Depuis 1974, nous sommes en crise après un peu plus de 100 ans de modèle productiviste capitaliste et/ou « communiste ». Il y aurait beaucoup à dire évidemment sur la nature « communiste » de l’économie d’un Lénine, d’un Staline, d’un Mao ou encore d’un Ceausescu. De 1974 à 1980, la pirouette fut d’utiliser l’inflation. De 1980 à 1998, nous avons eu droit aux politiques dites libérales censées agir comme des purges salvatrices par la dérégulation et la concurrence. Puis, nous sommes entrés dans l’ère des bulles : Internet, l’immobilier et bientôt les ressources naturelles et les denrées alimentaires. Les crises à venir nous rappellent toute la fragilité de nos existences et nous laissent augurer de bien sombres moments. Aujourd’hui, les gouvernants, avec notre consentement, ont fait le choix d’endetter nos enfants en transformant la dette privée en dette publique. En dehors d’être amoral, tout cela est parfaitement artificiel !

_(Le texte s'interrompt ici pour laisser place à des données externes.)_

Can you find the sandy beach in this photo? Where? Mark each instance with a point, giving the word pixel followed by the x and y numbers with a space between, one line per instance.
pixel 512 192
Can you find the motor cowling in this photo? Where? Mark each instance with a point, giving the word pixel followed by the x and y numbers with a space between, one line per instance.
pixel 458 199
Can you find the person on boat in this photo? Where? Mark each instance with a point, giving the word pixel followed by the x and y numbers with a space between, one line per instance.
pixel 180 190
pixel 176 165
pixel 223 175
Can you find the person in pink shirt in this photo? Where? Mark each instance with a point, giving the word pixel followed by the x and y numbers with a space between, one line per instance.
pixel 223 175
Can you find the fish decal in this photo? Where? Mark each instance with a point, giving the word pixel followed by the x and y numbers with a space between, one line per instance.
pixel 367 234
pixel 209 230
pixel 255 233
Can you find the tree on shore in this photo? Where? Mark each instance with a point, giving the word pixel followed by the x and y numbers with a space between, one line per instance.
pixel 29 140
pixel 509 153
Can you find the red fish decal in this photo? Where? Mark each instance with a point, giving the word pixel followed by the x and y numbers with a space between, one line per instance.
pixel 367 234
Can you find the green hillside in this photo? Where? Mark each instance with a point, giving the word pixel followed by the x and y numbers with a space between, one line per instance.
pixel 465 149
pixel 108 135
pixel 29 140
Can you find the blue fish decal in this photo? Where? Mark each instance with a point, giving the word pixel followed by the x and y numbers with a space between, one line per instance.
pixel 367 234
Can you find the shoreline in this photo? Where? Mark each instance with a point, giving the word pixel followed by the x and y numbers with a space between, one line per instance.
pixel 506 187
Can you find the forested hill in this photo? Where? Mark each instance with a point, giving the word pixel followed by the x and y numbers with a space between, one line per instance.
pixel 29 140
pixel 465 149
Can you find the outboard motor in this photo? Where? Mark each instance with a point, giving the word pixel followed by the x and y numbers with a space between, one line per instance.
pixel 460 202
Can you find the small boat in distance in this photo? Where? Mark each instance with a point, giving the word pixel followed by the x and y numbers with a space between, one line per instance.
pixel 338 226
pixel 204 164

Avec le travail du dimanche, nous serions en face d’un nouveau « modèle de civilisation ». La belle affaire ! Dans les choix du gouvernement français, je ne vois, pour ma part, que vieilleries et chimères de l’ordre ancien, archaïsme, conservatisme et  clientélisme. Ne croyez pas qu’il y ait la moindre intelligence dans cette mesure ! Elle est tout simplement parfaitement stupide et à contre-sens de l’histoire de l’humanité. Elle est insignifiante dans la mesure où elle est dépourvue de sens.